Не стал блинками проникать внутрь и возбуждать караул. Скинул невидимость за пару сотен метров, показал часовому взмахом руки, что вижу его, дошёл, исполнил воинское приветствие — тот не ответил, смотрел равнодушно, никакой пропуск не спросил, молча махнул в направлении потрёпанного кунга, стоящего прямо на травке. Были бы сигареты, угостил бы усталого бойца.
Кунг никто не охранял, так что я молча прошёл внутрь, ожидая что вмешаюсь в работу штаба или чего-то в таком духе. Внутри было накурено (вентиляция осуществлялась только за счёт одного из частично разбитых окон), сидел и молча держал трубку, куда периодически мычал что-то вроде «да понял я, понял…» одинокий седовласый чуть располневший, незнакомый мне старший лейтенант.

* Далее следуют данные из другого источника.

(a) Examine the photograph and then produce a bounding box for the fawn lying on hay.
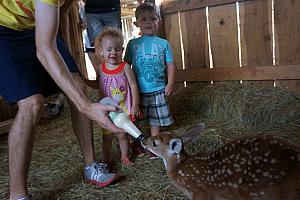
[143,124,300,200]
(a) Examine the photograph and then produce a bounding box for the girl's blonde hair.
[95,26,124,62]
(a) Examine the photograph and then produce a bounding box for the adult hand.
[86,103,125,133]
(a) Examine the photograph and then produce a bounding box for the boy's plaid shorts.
[140,89,174,126]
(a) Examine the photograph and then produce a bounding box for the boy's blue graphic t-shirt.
[124,35,173,93]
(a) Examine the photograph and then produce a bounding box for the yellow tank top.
[0,0,59,30]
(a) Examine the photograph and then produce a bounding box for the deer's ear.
[169,138,182,154]
[181,123,204,144]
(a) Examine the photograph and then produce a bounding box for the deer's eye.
[152,140,157,147]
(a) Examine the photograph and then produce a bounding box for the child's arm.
[165,62,176,96]
[125,64,140,117]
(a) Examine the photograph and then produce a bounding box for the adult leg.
[8,94,45,200]
[69,73,95,165]
[102,133,114,165]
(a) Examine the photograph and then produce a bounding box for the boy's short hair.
[95,26,124,49]
[135,2,160,19]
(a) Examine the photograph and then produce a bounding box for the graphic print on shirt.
[134,43,165,83]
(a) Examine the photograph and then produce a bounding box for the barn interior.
[0,0,300,200]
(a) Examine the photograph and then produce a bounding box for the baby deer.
[143,124,300,200]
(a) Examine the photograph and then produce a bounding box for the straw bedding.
[0,83,300,200]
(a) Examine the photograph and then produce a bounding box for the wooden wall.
[162,0,300,91]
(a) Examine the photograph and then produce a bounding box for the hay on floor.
[0,83,300,200]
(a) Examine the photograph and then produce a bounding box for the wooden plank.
[0,119,14,135]
[176,64,300,82]
[274,0,300,91]
[180,9,209,69]
[69,3,88,78]
[162,0,254,14]
[164,13,183,69]
[208,4,239,68]
[239,0,273,87]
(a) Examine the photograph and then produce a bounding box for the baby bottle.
[99,97,144,141]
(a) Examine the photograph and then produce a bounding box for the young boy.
[124,3,175,158]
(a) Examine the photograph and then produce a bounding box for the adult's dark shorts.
[0,26,79,103]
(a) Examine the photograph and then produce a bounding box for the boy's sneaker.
[149,152,159,160]
[84,162,118,187]
[121,155,133,166]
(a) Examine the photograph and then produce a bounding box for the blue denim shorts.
[0,26,79,103]
[140,89,174,126]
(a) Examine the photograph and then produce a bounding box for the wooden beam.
[0,119,14,135]
[176,64,300,82]
[162,0,253,14]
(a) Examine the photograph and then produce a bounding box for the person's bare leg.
[8,94,45,200]
[69,74,95,165]
[102,134,114,165]
[151,126,160,136]
[118,133,129,157]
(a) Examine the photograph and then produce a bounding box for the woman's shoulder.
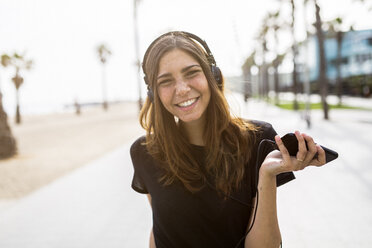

Присел напротив, он молча едва заметно кивнул, какое-то время ещё слушал, потом рыкнул в трубку — «Служу России» и грохнул массивной трубкой о аппарат.
— Сайчев, — протянул он мне руку и, пока я её пожимал и мямлил «Восковитин», ухитрился другой рукой налить мне треть стакана водки.
— Ну, за победу над тварями! — провозгласил тост старлей и, после вливания в себя едрёного алкоголя (тут я порадовался своему расовому иммунитету) протянул мне заветренный солёный огурец.
— Какими судьбами к нам на Треугольник? Ты, кажется, тот зычный гуль, которого штабные не шибко любят?
— Он. То есть, так точно.
— А, брось, я ж сам вызван из запаса. Двадцать шесть лет замнач снабжения на сталепрокатном и вот, обратно пришлось браться за автомат. Вижу, что и ты не шибко кадровый.
— Ага, из резервистов.
— Перевели к нам?
— Ну, как сказать…
— Я дядя Миша.
— Лёня, — мы повторно пожали руки, и он снова налил.
— Короче, дядь Миша, я починяюсь лично Цезарю, а его сейчас нет. Вот и набрёл… Что тут у вас?
— Дальше зона тварей, Лёнь. Мне зам Цезаря Костылёв всю плешь проел, формируй мол, группы, посылай на разведку, вызывай команду зачистки. А мне людей жалко, понимаешь?
— Понимаю. Мне пока больше не наливай. А что за твари?
— Странные, незнакомые. Прежде мертвечина была, сейчас их вроде поприжали. А эти — странные херни, ходят на четырёх длинных ногах, но, когда им нужно, встают. Прыгучие, худючие, покрытые грязной шерстью, жилистые. Пасть — во! Узкая, длинная, вся в зубищах. Глаза на выкате, ноздри как пещеры. Короче — монстр. А! Когти ещё!
— Куда же без них. Много тварюк?
— Они осторожные, нападают толпой, сразу с полсотни, внезапно, поэтому как тут посчитаешь? Мы бы попробовали туда техникой, но они прут из-за стройки, там частный сектор, улочки узкие, дороги завалены, чёрт ногу сломит, застрянем, зажмут… неуютно мне, Лёнь.
— Всё ясно. Я схожу. Так сказать, на разведку. Пусть твои пацаны периметр держат, не высовываются.